Some years ago I also had the opportunity to work with the amazing team at the Practising Midwife Journal – https://www.all4maternity.com/– and to curate the Research Series for the Journal. This has exposed me to a much wider field of activists in the arena of women’s health and also led to a blog opportunity with the Cochrane Collaboration. The world has opened up wider and wider for me as the work I do leads me to realise just how many inspirational people there are out there, paving the way.
There are hundreds of other women and people of all genders who inspire me. There was the midwife who held the space for me and grounded me when I had my first child, who made me want to be a midwife. There are the writers and artists and speakers who have opened my mind and heart, such as Maya Angelou, Margaret Attwood, Scarlett Thomas, Sarah Waters, Anne McCaffrey, Ina May Gaskin, Jenny Hall, Alice Walker, Jeanette Winterson, Starhawk, Katherine V Forrest, Val McDermid, Barbara Erskine, Joanne Harris, Manda Scott, Susan Hill, Emma Donoghue, A.S Byatt, Alice Hoffman, Julie Felix, Sheila Kitzinger, Sheena Byrom, Hannah Dahlen, Frank Duffy, Carolyn Hillyer … the list goes on and on.
Then there are the women and men I work with, inspirational leaders themselves – Professor Hilary Lappin-Scott, Chantal Patel, Sarah Norris, Susanne Darra, Cath Elms, Professor Martin Stringer… and all of my colleagues, dedicated and driven to be the best they can be. There are organisations, such as Stonewall, whose work inspires me to keep on keeping on. Then there are my friends and family, trailblazers in their own ways – my wonderful, amazing sister, Carole Ann Mortimer, who works to support women in direst need and helps them to recover from the impact of domestic abuse, my son, Aran Henley-Einion, who is a gifted musician and unequivocally his own person, my dear friends Linda Reagan and Maeve Reagan, Jay McNeill, Lee Gale, and many, many others, friends of all genders who advocate for gender equality in every dimension, and who live their convictions so powerfully.
These are the people who inspire me. These and so many, many others have changed my life for the better.

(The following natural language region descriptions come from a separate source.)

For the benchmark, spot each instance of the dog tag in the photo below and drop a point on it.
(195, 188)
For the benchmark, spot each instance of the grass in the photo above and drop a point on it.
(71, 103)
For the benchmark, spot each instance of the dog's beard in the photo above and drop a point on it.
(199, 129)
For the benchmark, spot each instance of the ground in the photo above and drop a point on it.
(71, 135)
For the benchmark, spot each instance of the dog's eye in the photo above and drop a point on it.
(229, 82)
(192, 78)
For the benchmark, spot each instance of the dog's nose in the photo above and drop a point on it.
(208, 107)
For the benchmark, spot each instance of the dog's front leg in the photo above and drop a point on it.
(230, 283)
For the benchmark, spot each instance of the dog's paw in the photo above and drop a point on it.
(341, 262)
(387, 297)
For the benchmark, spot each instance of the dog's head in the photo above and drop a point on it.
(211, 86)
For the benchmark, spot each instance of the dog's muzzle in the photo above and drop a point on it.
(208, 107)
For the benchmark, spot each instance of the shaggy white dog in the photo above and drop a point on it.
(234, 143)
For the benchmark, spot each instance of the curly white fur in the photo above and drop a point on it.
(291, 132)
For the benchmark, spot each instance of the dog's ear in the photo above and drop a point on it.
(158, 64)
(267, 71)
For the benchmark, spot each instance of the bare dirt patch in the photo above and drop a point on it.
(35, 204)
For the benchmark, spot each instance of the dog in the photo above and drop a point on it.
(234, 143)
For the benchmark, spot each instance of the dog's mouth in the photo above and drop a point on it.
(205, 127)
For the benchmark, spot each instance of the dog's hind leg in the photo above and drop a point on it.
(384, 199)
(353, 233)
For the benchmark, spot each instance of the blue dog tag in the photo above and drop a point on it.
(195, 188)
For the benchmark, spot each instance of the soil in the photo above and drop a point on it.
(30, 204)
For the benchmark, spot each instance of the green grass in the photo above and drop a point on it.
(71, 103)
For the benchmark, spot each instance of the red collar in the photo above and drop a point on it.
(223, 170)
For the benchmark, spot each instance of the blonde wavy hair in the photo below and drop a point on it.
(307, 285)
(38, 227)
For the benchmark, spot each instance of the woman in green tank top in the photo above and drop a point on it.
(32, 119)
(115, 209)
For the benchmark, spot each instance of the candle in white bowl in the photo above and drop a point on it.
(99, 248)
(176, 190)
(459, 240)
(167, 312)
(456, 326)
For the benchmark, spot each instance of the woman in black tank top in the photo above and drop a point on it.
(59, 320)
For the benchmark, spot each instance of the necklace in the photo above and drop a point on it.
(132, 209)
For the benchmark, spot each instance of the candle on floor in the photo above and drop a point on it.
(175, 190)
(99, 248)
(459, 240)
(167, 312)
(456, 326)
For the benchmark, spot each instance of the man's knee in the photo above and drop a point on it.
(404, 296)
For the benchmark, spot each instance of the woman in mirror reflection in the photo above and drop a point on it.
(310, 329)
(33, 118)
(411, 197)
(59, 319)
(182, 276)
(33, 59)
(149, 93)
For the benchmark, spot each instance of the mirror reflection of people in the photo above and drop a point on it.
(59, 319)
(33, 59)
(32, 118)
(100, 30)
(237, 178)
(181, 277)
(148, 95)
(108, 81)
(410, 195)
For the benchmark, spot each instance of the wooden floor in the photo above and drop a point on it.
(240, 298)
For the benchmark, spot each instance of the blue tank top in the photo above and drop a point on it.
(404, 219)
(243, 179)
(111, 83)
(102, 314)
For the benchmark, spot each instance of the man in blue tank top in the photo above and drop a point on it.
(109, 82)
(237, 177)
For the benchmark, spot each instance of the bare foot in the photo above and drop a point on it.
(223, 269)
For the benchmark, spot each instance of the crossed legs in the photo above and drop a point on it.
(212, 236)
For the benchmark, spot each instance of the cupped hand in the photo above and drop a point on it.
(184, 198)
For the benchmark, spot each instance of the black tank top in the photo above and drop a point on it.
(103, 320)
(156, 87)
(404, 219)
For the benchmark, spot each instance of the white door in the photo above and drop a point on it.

There are the hundreds and thousands of authors and activists, there are the students whose lives I am lucky enough to touch, just briefly, there are the clients in my hypnobirthing classes who inspire me to continue advocating for women’s rights, there are the colleagues in the Staff LGBT+ network and the people on campus who might feel that their individuality is not only recognised, but celebrated at Swansea University, an employer which not only allows me to be myself, but rewards me for my diversity and my uniqueness. It is no surprise to me that Swansea University is a finalist for the Employer Award at tonight’s Womenspire awards.
If I can make a difference, just a small difference, in this great, wide world, then I will have achieved everything I set out to do. If I can give one other person new insight, new knowledge, or a signpost to their own inner strength, then I have accomplished more than I ever could have imagined.
All my life, people have said to me, ‘you will never’. You will never get a degree, never get married, never be successful or have a good job. To all of the nay-sayers, I only have this to say.
The Wider World Awaits.
Good luck to all the finalists at the Awards tonight.